Industry buzzes over Microsoft's pursuit of Yahoo
Microsoft Corp. is reportedly again pursuing the purchase of Internet giant Yahoo to better position itself against main rival and search leader Google. Search experts have mixed emotions about the situation.
Microsoft reportedly requested that Yahoo enter into formal negotiations for an acquisition that could be worth $50 billion. Yahoo's market capitalization was about $40.5 billion on May 10.
"On paper, the deal makes sense," said Charlene Li, principal analyst at Forrester Research, in a post on her blog. "But in the end it's going to be so hard that I don't think it will happen."
The Wall Street Journal said executives of the two companies were looking at a merger or some other kind of synergy.
"I believe that a merger won't be in the works anytime soon," Ms. Li blogged. "More logical would be partnership agreements where the strengths of each company are shared. These tentative first steps to a merger would make a lot more sense, giving both companies the ability to 'test the waters' before jumping into the deep end."
Microsoft is under pressure to compete with Google, which recently announced its bid for online display advertising company DoubleClick Inc. for $3.1 billion.
Microsoft is in third place in the Web search business, with Google and Yahoo first and second respectively.
"The combination of Yahoo and Microsoft is very interesting for the industry and aligned the companies would be a stronger competitor to Google," said Michelle Schofield, vice president of marketing at Efficient Frontier. "To fully leverage such a merger the companies would need to focus on integrating their vast amounts of data on personalization and demographic targeting, which would be very valuable for advertisers."
Microsoft is used to playing catch-up. Google won a search advertising deal with AOL in 2005 that Microsoft wanted.
"Coming on the heels of Google's decision to acquire DoubleClick, this seems to be the next logical step for Microsoft," said Samir Patel, founder/CEO of SearchForce.
Mr. Patel said that while Microsoft holds third place in the online advertising market, it has the money and management team to make the most of a merger. He also said Yahoo was a prime candidate for acquisition, being at the center of the Internet's most lucrative market with the right traffic, distribution and technology.
"Integrating the cultures of Microsoft and Yahoo will be challenging, but if successful, can be very powerful," Mr. Patel said. "Both parties bring in a lot to the table. Microsoft brings its marketing muscle and Yahoo brings its expertise in online advertising. The merger would be a win for advertisers - they would get more traffic while managing fewer search engines."
Mr. Patel also said that time would play a major role in the success of a merger between the two giants.
"Aligning the strategic vision of the two companies and then executing in unison in the online advertising market against Google would take at least 18 months," Mr. Patel said. "Google being a dominant player in the market, this could be the deal-breaker in what otherwise would be a winning move for Microsoft."
The New York Post reported that Google was developing Web-based software that directly competes with Microsoft Office.
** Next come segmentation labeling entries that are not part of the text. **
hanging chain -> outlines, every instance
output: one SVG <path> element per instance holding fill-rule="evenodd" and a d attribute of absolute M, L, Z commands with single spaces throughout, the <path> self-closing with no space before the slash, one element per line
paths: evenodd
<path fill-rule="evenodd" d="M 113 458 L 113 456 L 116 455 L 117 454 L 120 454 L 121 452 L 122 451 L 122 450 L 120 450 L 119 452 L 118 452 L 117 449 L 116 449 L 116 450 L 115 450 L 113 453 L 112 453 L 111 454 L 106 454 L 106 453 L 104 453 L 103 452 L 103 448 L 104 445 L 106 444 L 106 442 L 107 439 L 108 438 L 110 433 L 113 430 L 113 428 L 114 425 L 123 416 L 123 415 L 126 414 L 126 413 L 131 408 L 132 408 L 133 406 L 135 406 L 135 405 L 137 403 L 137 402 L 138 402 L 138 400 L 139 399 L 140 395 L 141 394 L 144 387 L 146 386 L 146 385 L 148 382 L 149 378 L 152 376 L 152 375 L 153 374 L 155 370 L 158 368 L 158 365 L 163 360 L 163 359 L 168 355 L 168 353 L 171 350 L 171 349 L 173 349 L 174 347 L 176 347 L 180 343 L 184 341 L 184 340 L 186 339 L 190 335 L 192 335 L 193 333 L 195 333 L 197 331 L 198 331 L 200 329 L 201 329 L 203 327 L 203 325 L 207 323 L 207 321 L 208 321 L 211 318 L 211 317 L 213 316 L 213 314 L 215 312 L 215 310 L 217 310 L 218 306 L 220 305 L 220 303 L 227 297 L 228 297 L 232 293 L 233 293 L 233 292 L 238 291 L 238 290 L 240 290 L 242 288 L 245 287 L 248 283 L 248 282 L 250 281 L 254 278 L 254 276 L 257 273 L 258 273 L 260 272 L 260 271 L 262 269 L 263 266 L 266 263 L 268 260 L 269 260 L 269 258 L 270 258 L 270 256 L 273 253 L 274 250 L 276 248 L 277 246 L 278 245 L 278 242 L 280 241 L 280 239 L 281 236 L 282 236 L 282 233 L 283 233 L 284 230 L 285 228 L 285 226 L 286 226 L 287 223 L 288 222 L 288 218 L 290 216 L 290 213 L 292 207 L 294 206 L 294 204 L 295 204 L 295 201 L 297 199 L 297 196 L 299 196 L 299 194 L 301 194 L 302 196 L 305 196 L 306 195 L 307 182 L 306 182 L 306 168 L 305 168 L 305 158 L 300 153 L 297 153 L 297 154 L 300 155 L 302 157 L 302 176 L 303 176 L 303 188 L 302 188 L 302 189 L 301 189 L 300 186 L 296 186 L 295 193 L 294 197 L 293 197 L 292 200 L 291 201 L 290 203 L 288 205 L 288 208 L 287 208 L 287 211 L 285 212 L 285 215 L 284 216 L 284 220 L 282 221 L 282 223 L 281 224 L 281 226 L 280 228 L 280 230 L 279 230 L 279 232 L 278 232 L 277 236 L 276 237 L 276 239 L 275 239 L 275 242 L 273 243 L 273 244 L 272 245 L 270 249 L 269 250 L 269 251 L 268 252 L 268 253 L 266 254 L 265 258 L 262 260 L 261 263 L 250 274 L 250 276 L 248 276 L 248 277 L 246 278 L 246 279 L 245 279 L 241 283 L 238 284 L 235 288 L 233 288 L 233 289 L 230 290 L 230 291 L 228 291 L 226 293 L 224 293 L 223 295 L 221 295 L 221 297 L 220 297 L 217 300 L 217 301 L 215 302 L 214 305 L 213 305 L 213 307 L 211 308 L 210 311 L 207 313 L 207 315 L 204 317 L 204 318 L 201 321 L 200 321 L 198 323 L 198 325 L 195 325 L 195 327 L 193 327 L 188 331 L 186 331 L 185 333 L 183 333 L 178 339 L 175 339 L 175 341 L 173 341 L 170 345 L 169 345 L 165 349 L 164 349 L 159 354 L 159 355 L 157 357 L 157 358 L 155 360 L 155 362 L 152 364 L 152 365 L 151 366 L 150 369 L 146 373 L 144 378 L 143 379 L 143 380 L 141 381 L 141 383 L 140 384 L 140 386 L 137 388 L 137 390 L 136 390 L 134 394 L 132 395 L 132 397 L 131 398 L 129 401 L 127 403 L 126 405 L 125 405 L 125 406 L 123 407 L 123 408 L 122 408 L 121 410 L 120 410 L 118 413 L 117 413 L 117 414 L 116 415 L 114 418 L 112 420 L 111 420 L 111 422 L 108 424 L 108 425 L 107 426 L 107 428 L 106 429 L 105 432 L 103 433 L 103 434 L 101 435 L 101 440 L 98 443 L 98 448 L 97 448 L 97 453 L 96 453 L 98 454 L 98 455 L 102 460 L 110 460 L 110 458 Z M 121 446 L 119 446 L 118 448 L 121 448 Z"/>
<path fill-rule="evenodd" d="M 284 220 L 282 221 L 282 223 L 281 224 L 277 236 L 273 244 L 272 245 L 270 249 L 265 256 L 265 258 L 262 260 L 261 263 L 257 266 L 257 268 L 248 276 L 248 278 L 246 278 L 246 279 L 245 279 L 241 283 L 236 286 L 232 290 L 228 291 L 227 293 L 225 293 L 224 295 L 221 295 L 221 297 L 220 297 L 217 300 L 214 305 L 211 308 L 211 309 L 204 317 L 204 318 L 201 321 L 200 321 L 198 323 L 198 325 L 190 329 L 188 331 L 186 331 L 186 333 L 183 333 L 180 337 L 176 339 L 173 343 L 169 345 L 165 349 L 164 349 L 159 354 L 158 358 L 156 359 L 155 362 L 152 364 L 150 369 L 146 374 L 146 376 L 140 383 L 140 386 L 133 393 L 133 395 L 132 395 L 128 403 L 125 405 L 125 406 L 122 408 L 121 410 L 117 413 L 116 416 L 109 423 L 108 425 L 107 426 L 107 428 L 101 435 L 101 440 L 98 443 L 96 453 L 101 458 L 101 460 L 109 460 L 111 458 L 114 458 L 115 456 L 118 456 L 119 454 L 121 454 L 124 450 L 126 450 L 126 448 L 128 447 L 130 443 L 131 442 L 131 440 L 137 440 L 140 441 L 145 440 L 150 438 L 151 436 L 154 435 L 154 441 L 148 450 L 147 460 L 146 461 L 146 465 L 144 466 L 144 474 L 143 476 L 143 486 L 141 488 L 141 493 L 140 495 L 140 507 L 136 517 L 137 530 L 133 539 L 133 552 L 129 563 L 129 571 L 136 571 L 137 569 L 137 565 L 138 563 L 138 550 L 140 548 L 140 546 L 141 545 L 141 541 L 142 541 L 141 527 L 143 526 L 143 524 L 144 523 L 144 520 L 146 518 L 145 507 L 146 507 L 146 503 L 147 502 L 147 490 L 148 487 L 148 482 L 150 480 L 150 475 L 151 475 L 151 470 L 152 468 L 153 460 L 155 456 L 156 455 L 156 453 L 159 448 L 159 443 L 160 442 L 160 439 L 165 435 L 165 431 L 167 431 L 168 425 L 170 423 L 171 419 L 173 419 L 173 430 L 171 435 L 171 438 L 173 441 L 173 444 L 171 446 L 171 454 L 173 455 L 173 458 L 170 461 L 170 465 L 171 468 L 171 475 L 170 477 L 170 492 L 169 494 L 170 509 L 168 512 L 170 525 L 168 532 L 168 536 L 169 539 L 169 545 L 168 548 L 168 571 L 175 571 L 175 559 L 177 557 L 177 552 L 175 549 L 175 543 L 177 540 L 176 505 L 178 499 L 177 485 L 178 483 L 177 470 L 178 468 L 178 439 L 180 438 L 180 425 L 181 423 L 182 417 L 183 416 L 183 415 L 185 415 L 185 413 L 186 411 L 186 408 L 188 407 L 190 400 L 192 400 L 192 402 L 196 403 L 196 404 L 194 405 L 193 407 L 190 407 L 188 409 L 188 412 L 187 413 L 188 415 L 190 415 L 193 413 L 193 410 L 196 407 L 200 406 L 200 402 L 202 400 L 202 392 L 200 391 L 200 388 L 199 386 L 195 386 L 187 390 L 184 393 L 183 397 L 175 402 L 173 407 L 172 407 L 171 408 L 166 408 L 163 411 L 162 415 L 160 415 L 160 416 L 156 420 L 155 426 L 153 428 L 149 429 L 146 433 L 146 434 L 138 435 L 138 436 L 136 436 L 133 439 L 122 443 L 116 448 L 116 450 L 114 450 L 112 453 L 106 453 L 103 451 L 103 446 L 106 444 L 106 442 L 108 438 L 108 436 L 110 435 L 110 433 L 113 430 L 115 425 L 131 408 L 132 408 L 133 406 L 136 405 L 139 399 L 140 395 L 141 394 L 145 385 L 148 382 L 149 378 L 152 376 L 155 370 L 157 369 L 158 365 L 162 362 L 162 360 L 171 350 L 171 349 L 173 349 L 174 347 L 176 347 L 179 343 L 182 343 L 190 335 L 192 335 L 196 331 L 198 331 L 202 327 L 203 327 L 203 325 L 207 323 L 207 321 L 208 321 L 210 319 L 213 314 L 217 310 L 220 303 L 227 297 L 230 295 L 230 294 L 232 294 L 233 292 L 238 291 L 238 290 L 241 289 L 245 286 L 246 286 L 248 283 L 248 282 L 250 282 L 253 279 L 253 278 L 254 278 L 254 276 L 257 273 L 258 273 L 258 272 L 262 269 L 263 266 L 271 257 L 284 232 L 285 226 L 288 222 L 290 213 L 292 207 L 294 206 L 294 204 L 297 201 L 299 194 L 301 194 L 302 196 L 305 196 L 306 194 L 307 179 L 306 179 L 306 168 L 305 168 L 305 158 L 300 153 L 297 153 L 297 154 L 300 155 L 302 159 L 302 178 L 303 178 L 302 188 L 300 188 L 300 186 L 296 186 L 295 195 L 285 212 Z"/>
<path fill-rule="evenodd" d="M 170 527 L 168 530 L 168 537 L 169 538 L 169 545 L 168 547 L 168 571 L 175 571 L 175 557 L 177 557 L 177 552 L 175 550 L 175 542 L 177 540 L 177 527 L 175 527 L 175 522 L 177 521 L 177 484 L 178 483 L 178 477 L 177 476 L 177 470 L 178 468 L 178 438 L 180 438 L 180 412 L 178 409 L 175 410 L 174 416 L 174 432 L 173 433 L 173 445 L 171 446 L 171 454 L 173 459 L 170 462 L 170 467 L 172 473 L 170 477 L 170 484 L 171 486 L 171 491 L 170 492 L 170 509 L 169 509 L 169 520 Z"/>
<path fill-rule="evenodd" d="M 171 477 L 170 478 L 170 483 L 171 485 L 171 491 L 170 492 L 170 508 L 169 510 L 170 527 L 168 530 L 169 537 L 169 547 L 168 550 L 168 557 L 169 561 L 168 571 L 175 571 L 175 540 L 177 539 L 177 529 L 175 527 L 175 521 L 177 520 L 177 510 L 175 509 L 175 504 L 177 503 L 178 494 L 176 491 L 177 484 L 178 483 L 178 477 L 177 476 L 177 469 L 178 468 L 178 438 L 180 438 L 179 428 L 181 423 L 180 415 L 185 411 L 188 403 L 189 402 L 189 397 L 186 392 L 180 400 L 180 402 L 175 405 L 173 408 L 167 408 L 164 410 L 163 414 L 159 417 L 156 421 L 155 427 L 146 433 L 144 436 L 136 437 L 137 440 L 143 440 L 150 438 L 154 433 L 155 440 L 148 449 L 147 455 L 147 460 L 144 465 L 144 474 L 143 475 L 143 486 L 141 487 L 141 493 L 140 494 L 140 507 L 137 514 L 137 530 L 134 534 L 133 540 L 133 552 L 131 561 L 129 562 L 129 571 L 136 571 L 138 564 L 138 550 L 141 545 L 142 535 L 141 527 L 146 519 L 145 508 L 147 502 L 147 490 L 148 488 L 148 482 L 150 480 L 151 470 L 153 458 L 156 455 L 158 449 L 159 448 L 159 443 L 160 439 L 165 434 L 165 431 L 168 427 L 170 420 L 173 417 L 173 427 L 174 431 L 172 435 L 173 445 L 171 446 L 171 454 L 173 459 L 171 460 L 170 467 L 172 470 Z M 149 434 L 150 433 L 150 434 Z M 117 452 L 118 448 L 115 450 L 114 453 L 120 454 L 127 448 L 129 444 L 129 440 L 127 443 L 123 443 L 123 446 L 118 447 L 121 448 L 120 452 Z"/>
"Any collaboration or merger between Yahoo and Microsoft is good for the industry," said Chris Copeland, senior partner and managing director at Outrider North America, St. Louis. "It gives advertisers a second strong and viable network that would pose many unique advertising opportunities that currently don't exist, even within the Google network. Whether or not Google would be challenged is still debatable but it would certainly give advertisers a strong second play in the search space and create a dominant display network for many companies."
Yahoo recently announced it was buying the remaining 80 percent of advertising exchange Right Media for $680 million and thereby increasing its stake in that company to full ownership.
"I believe that a combination of MSN and Yahoo would allow for both to better compete against Google and its sizeable advantage in search," said Robert Murray, president of iProspect, Watertown, MA. "The combined entity would have a much stronger display offering than Google as well as the integration with all their other tools."
He said that the combined market share of both companies would attract advertisers. MSN's investment in both mobile and gaming would advance the combined entity.
"I am sure the Justice Department and SEC would do a deep investigation of this merger from a market and competitive standpoint," Mr. Murray said. "In my opinion, this merger would have made a lot more sense before MSN went off and built its own search platform."